Starbathing

A glimpse, from the window, of stars.

The great bear, or saucepan,

Tracing a line to the north.

After that, I had to go out.

Grabbed my coat,

Turned my face upwards,

Greeted familiar landmarks in the sky.

It’s so easy in winter 

To come home from work in the dark,

Spend the evening indoors,

Miss the simple wonder outside

Of a ceiling of stars.

The owls were quiet tonight

As I stood

Starbathing.

Tension and relaxation

Tension is who you think you should be,

Relaxation is who you are.

So they say, and I would agree

And I have practiced being relaxed, and gone deep in that practice.

And yet….

And yet….

Despite knowing, in my body, in my mind

How good relaxation feels,

In my daily life tension still wins.

At work, behind a computer,

Trying to get things done, getting irritated by the little things,

Or worrying, or wondering why it’s just not all done better, or quicker.

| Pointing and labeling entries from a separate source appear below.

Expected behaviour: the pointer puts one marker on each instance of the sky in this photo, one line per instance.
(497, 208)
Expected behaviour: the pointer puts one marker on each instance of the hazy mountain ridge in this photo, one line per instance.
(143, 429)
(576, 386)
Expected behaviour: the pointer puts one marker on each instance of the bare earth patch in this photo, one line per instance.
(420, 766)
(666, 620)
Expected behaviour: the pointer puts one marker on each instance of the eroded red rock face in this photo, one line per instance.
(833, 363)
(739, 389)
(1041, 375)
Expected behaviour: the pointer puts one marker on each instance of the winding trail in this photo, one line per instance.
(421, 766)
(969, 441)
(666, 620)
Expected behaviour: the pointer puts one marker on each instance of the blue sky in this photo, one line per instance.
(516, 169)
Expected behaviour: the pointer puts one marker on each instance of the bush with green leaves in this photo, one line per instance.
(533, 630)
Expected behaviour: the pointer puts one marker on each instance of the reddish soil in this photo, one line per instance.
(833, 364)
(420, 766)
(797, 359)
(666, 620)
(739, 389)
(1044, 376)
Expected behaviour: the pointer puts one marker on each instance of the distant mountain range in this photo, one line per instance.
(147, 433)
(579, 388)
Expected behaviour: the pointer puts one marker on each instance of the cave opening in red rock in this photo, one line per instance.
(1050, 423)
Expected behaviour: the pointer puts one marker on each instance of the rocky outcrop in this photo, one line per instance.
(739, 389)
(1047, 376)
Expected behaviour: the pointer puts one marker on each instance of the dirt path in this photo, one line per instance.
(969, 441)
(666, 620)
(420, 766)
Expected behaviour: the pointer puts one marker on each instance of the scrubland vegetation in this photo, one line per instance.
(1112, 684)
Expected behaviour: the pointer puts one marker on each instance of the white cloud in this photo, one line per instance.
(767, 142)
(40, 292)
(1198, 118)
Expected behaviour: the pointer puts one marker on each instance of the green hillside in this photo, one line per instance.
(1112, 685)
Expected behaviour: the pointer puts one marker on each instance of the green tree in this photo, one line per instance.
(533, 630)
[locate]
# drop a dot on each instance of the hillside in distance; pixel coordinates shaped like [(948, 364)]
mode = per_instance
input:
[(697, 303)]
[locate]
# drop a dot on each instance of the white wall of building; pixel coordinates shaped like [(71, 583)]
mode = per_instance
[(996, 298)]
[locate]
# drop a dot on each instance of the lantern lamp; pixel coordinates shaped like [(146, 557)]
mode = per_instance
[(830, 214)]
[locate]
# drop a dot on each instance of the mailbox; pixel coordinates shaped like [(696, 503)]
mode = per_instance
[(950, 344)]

My muscles tighten as my mind tightens.

This is the real me in so many moments of my life,

The me with tension.

And to relax requires an effort of will, a decision, a choice.

It’s a choice I fail to make, over and over again.

I’ve just come back from tai chi class

And I feel great

The feeling will carry over into tomorrow

Then it will gradually dissolve back into tension and forgetfulness

Using too much effort, and trying too hard.

One of these days I’ll make a different choice. 

Until then, tension is who I am, relaxation is who I am not allowing myself to be.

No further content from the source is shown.